1921: Prayer Chanted in Indian Opens House Session
I include a clipping of the entire article in case you want to read it…
Joseph Daniel Lee (1848-1927) (image credit: OHS Digital Collections)
But the main event here is the headline and opening information, showing that Chinuk Wawa was accepted as a substitute for the customary Christian invocation to open a session of the Oregon House of Representatives a hundred years ago, at least if a real old-timer was speaking it:
Prayer Chanted In Indian Opens House Session
Representative [J.D.] Lee of Multnomah [County, where Portland is], in the absence of a chaplain, opened the session of the house of representatives Monday by chanting an Indian prayer in Chinook jargon. Following this, the house got down to business for its final week…
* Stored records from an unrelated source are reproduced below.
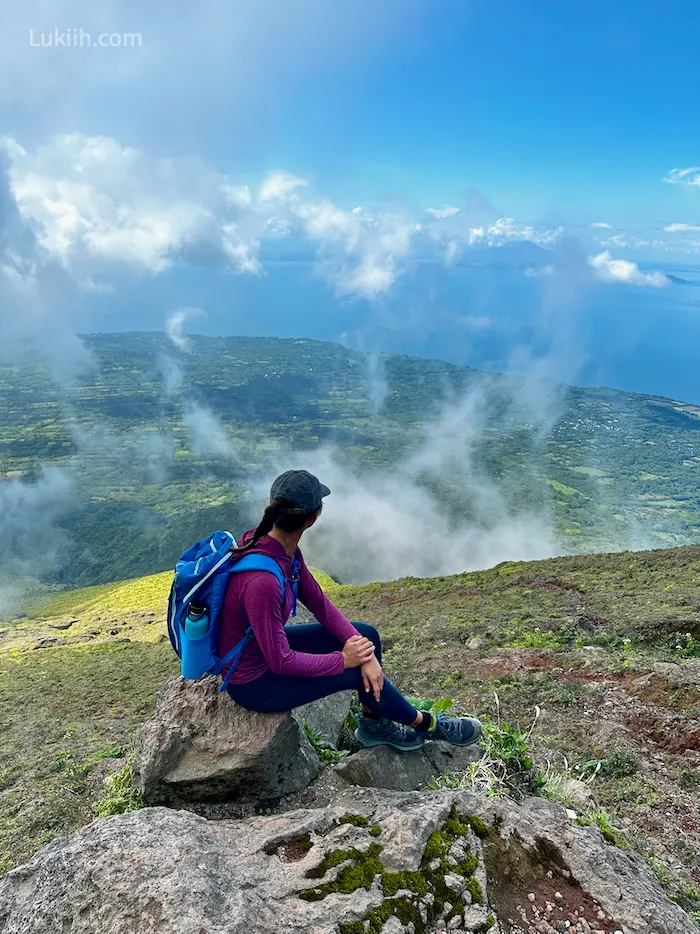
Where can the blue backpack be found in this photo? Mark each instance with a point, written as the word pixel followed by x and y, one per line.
pixel 203 572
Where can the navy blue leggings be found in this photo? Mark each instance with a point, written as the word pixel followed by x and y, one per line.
pixel 271 692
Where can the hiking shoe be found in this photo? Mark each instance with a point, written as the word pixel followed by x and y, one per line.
pixel 373 732
pixel 460 731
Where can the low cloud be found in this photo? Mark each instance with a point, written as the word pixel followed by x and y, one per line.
pixel 440 213
pixel 209 436
pixel 689 176
pixel 175 321
pixel 682 228
pixel 380 525
pixel 31 542
pixel 609 269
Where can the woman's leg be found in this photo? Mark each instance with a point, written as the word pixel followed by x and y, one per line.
pixel 271 692
pixel 315 638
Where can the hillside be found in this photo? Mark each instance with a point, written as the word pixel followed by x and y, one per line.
pixel 148 446
pixel 608 646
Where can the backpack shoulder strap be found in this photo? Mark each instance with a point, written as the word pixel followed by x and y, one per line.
pixel 256 562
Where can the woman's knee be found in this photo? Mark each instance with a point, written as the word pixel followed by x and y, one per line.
pixel 369 632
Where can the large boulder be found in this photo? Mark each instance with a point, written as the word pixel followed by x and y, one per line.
pixel 384 767
pixel 201 748
pixel 371 860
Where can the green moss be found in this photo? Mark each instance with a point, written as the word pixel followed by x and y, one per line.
pixel 393 882
pixel 360 874
pixel 435 848
pixel 119 796
pixel 475 890
pixel 468 866
pixel 365 867
pixel 478 826
pixel 486 926
pixel 357 820
pixel 454 826
pixel 352 927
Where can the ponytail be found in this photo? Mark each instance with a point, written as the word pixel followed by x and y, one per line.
pixel 272 514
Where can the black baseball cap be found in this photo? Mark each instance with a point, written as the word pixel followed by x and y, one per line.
pixel 301 489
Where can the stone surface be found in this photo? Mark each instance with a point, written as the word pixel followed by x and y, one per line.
pixel 478 644
pixel 201 747
pixel 160 871
pixel 384 767
pixel 327 715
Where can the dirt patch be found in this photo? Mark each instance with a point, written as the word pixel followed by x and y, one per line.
pixel 533 891
pixel 291 849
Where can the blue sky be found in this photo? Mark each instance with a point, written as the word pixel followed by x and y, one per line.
pixel 366 138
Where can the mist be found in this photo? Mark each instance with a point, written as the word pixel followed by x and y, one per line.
pixel 31 542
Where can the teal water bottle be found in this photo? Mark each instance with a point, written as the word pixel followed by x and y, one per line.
pixel 197 621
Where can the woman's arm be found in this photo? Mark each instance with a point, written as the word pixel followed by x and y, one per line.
pixel 318 603
pixel 260 596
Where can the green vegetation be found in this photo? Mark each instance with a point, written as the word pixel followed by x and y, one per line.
pixel 613 468
pixel 78 677
pixel 119 796
pixel 325 750
pixel 507 766
pixel 360 867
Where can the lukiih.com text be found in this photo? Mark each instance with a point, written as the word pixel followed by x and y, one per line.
pixel 78 38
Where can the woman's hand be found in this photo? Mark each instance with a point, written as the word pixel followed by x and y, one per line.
pixel 373 678
pixel 356 651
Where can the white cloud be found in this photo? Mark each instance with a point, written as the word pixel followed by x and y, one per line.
pixel 208 434
pixel 359 253
pixel 474 322
pixel 682 228
pixel 538 272
pixel 689 176
pixel 623 271
pixel 507 230
pixel 97 203
pixel 175 321
pixel 279 185
pixel 440 213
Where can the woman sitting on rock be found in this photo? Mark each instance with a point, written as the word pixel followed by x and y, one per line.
pixel 287 666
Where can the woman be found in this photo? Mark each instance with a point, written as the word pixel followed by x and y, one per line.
pixel 287 666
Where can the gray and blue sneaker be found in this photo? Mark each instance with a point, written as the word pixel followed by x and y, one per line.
pixel 460 731
pixel 371 732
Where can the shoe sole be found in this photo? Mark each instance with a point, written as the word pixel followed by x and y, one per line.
pixel 368 743
pixel 471 742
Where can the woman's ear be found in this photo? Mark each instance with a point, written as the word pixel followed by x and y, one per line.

— from the Salem (OR) Capital Journal of February 14, 1921, page 1, column 3
I’m curious about this “chanting” of a “prayer”.
Did Rep. Lee fancy up the well-known Lord’s Prayer that was published in many Chinook Jargon versions?
Did he improvise something of his own in “playing Indian” fashion?
Joseph D. Lee was a former state senator, a realtor, and a 1922 candidate for governor. He was born in the Willamette Valley in 1847, thus a true Webfoot who almost certainly spoke excellent early-creolized Chinuk Wawa…in the style of early Grand Ronde!